§ MR. DARBY GRIFFITH
said, he would beg to ask Mr. Chancellor of the Exchequer whether the plan of uniformity of franchise between Counties and Boroughs is considered by Government to form an essential principle of the proposed Representation of the People Bill, on which the fate of the Bill is to depend; or whether, on the contrary, it is only one of those details which, though forming part of the original suggestions of Government, is to be considered to be open to any alteration or omission in Committee which this House in its wisdom may determine upon?

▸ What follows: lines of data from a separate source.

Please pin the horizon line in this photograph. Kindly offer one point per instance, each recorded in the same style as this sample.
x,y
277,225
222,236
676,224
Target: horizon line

§ THE CHANCELLOR OF THE EXCHEQUER
Sir, in answering the question of my hon. Friend, I would venture to call the attention of the House to the extremely inconvenient manner in which this Bill to amend the Representation of the People is debated. It is debated, if I may use the expression, wholesale and retail. We have had it treated wholesale for four nights in a debate which has been sustained on both sides with unflagging interest and unfaltering power; and I shall be perfectly ready, when the opportunity shall be afforded to me to vindicate the policy and to explain the intentions of Her Majesty's Government. I must however say, in answer to my hon. Friend, as I have already said in answer to a question from an hon. Gentleman on the other side of the House, that I cannot, within the scope of a fair answer, give the information which he desires. Speaking generally, I would say that we have placed before the House a measure which expresses the policy which the Government would recommend. If there are any Gentlemen who think that on the whole the disadvantages of the course which we recommend counterbalance or overweigh 914 its advantages, it will be open to them to vote against the second reading of the Bill. That is the legitimate course. If the Bill goes into Committee I shall, on the part of the Government, listen to any proposition that is made on any Clause, in that spirit of candour which becomes the Government. If the decision at which the Committee arrives on any definite proposition is contrary to the course which the Government has recommended, then it will be open to us to consider that decision, and act in the manner which we think our duty justifies.